Il dipinto è commissionato a Filippino da Piero del Pugliese per la cappella di famiglia nella Chiesa di Santa Maria del Santo Sepolcro (detta Le Campora): assediata la città di Firenze dai lanzichenecchi nel 1529-1530, la tavola fu trasferita in luogo sicuro in città e da allora si trova nella Chiesa della Badia. Fu così smembrato il contesto originale, in cui dovevano trovarsi anche affreschi del pittore, oggi malauguramente perduti.

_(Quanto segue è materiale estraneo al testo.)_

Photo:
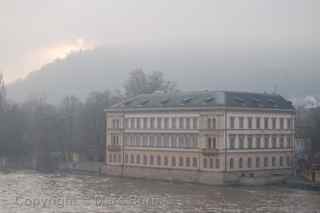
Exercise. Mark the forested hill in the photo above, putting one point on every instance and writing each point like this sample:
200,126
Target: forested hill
292,72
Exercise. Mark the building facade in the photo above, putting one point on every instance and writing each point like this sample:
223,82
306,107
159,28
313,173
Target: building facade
207,137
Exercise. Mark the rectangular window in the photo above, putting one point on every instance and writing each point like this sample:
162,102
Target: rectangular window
265,162
151,160
281,123
217,163
138,123
232,122
126,158
195,141
266,123
152,123
145,140
289,123
165,160
266,141
241,142
281,142
194,162
249,123
151,139
232,141
173,141
145,160
249,142
173,123
181,161
274,142
159,141
181,123
159,124
187,162
257,162
173,161
273,161
145,123
132,123
274,123
258,142
211,163
166,123
205,163
187,123
166,141
257,123
241,121
195,123
289,143
126,123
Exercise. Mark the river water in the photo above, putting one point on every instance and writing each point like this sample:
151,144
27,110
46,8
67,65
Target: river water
25,191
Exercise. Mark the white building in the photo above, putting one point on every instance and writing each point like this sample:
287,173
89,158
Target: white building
208,137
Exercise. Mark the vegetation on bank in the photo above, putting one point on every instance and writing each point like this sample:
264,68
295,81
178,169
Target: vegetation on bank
43,132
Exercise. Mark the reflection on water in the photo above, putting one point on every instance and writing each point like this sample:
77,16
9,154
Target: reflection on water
34,192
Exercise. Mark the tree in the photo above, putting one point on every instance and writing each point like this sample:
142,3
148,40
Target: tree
141,83
2,93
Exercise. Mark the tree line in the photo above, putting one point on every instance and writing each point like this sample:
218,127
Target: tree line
38,130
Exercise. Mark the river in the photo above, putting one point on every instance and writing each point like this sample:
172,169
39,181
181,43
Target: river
25,191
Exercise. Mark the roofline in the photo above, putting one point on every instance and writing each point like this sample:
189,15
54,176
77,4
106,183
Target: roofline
165,109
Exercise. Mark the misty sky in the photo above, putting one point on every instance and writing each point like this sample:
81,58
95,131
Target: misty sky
35,32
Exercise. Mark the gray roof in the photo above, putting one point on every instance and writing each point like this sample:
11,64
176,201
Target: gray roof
199,99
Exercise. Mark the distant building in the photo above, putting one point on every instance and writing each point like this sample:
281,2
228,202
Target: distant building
208,137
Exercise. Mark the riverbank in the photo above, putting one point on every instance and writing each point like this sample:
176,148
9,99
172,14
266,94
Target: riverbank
95,169
86,193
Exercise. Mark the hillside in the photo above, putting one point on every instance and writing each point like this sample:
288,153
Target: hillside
292,72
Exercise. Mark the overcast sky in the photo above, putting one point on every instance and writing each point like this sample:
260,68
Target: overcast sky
35,32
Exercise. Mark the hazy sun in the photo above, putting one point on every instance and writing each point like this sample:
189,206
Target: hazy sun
63,49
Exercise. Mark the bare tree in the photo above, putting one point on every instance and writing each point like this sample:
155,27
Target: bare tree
141,83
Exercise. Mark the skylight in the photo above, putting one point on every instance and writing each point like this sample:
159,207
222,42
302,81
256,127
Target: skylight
165,101
144,102
209,99
187,100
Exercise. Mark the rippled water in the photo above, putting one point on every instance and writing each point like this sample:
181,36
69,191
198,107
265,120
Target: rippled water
34,192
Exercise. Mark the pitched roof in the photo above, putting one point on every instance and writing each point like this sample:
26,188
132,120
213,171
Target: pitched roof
200,99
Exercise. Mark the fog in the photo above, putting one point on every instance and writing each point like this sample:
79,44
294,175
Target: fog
36,32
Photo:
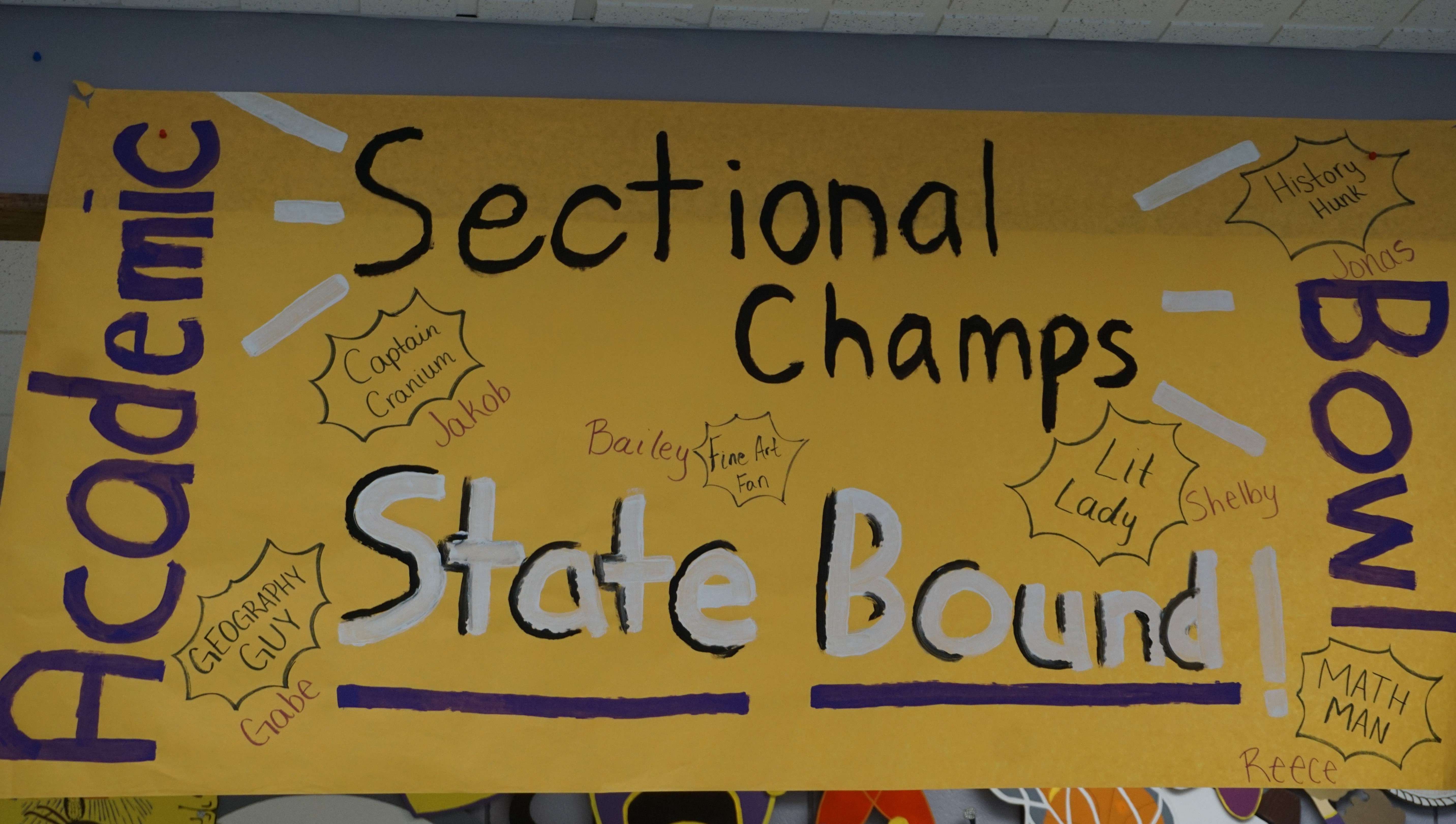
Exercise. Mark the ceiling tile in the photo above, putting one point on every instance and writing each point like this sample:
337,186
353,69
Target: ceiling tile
305,6
628,14
1218,34
1106,30
1122,9
408,8
1352,12
1264,11
1327,37
1436,14
535,11
892,5
994,27
873,22
184,4
766,18
1010,8
1420,40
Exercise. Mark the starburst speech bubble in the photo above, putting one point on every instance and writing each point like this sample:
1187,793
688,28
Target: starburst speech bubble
748,458
1365,702
402,362
1323,193
251,634
1113,493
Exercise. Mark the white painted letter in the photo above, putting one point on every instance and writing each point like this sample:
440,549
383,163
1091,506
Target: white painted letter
627,570
839,581
1112,621
691,595
935,593
1032,630
369,526
1196,609
526,593
475,552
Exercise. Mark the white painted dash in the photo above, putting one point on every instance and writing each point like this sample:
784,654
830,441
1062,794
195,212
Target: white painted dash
1199,415
287,118
302,311
1202,172
330,213
1209,301
1276,702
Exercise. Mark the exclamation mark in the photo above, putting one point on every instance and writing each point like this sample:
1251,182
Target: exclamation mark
1272,630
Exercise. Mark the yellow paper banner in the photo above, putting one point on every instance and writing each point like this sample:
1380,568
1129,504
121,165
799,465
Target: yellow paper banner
446,446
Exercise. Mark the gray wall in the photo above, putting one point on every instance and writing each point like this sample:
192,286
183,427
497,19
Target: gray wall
315,53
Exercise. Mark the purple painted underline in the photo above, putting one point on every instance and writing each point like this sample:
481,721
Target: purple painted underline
1394,618
934,694
541,707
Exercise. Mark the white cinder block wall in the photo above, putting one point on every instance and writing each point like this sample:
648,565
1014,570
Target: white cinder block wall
17,284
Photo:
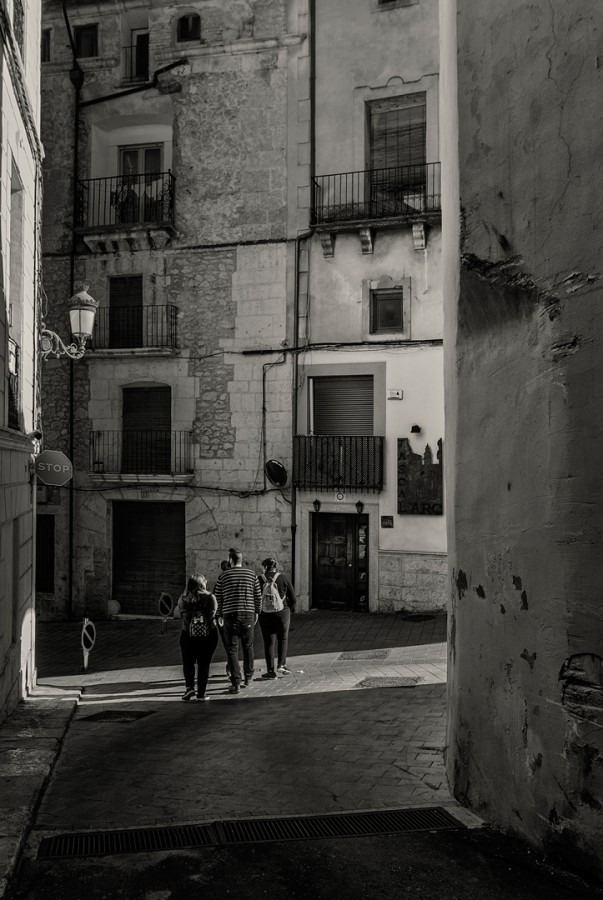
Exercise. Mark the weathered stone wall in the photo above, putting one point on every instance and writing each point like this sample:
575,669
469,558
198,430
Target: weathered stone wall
526,690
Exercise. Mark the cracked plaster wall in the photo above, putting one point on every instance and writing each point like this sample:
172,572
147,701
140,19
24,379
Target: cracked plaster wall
524,426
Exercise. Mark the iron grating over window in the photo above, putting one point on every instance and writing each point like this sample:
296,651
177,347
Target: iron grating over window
285,828
323,462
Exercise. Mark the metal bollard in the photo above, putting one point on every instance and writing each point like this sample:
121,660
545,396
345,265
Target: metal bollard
88,639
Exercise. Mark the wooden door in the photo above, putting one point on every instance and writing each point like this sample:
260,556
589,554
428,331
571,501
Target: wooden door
340,561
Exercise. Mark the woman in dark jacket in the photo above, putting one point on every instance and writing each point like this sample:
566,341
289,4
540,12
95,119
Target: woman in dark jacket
275,622
199,635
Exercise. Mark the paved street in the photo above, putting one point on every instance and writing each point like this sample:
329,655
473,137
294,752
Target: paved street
358,725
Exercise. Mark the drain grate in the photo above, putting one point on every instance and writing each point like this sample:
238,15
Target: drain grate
292,828
390,681
116,715
364,654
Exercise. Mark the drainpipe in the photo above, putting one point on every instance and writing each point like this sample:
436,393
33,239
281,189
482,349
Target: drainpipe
298,240
76,76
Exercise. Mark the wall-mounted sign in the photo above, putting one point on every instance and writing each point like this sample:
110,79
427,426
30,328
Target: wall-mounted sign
420,483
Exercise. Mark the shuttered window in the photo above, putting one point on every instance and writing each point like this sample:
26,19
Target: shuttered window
45,554
342,405
397,131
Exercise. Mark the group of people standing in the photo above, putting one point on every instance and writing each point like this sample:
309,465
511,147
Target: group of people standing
239,600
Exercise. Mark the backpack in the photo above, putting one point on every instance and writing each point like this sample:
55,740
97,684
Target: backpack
271,599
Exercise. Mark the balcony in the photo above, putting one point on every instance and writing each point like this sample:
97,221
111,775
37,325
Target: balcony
388,196
136,453
326,463
126,211
135,327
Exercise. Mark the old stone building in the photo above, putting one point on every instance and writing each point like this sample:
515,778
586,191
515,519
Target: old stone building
524,381
256,305
20,179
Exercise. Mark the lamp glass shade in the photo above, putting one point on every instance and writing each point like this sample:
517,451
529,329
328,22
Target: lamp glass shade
82,314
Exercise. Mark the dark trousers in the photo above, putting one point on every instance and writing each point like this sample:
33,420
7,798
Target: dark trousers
239,629
197,651
275,631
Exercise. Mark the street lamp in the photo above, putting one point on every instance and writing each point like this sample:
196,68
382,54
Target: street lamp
81,317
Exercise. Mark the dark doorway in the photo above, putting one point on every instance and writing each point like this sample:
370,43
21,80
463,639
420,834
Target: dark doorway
148,554
340,562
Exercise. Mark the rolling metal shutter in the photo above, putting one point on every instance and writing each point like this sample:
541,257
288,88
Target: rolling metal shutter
342,405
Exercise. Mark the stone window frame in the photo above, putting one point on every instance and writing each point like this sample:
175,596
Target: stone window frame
386,284
185,14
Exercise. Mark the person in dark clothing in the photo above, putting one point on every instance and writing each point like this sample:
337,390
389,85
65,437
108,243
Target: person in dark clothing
199,635
239,597
275,617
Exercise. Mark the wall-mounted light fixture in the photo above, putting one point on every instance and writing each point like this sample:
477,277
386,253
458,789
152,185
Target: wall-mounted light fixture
81,316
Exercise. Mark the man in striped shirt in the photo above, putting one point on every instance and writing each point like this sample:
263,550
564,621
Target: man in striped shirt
239,597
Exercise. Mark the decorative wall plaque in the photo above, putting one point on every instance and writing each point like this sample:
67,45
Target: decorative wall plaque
420,482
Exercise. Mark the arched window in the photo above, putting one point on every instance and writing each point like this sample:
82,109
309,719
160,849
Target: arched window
189,28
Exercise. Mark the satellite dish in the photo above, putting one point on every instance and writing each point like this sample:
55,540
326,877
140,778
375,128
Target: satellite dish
276,473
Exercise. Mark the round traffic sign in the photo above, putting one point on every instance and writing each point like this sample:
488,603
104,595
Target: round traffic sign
53,467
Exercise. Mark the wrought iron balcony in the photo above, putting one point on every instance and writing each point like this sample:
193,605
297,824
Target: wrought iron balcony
124,201
401,192
322,462
141,452
136,62
135,326
14,394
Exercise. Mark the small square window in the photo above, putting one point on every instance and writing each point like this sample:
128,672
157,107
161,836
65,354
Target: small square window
189,28
86,41
387,311
45,49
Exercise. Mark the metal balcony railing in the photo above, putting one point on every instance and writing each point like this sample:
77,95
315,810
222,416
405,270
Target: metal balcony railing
136,62
126,200
135,326
405,192
322,462
141,452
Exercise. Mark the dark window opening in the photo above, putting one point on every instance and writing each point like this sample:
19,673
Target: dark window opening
45,554
387,311
45,48
189,28
86,41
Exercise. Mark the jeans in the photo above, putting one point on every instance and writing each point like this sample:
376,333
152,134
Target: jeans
275,630
239,628
197,651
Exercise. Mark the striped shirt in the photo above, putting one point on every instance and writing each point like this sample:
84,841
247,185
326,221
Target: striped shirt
238,592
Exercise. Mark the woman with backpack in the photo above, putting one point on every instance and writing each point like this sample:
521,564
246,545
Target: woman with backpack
278,602
199,635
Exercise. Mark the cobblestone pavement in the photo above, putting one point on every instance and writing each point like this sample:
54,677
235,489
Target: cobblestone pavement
333,735
358,724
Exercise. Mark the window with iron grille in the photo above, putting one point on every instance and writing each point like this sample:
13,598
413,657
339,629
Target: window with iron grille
86,41
45,554
342,405
45,45
387,311
19,23
189,28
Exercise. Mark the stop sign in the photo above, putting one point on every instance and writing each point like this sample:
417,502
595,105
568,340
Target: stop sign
53,467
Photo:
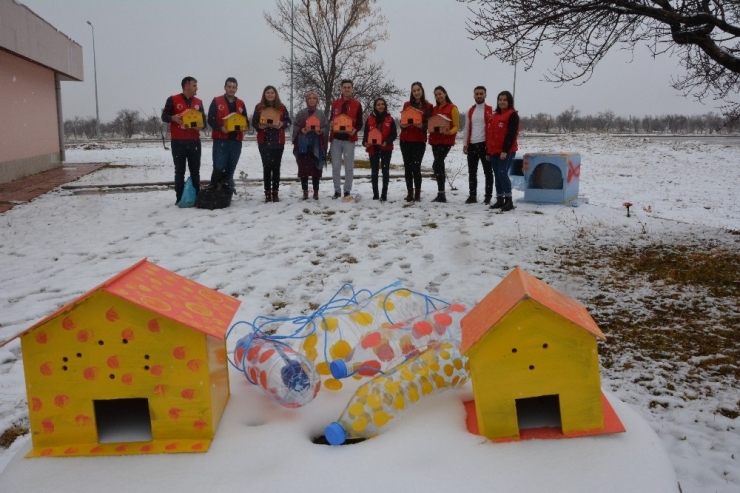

Secondo i documenti di commissione, la pala si data intorno al 1482 e fu terminata nel 1486, anno in cui è eseguita la cornice.

La descrizione e lo stile


In una natura composta da rocce stratificate e scheggiate, la Vergine e quattro angeli appaiono a san Bernardo, intento a scrivere su un leggio improvvisato: sta componendo un inno dedicato proprio alla Vergine, che libera l'uomo dal peccato e dal male.
A questo, dunque, alludono sia il gufo e il diavolo, nascosto in un anfratto del terreno che morde rabbioso le sue catene, sia le numerose scritte, su libri e cartigli che compaiono nella scena.
In basso, "sprofondato in un abisso", secondo la fortunata definizione dello storico dell'arte André Chastell, sta il donatore che, vicino alle figure sacre, partecipa assorto alla visione ma insieme vive in uno spazio separato.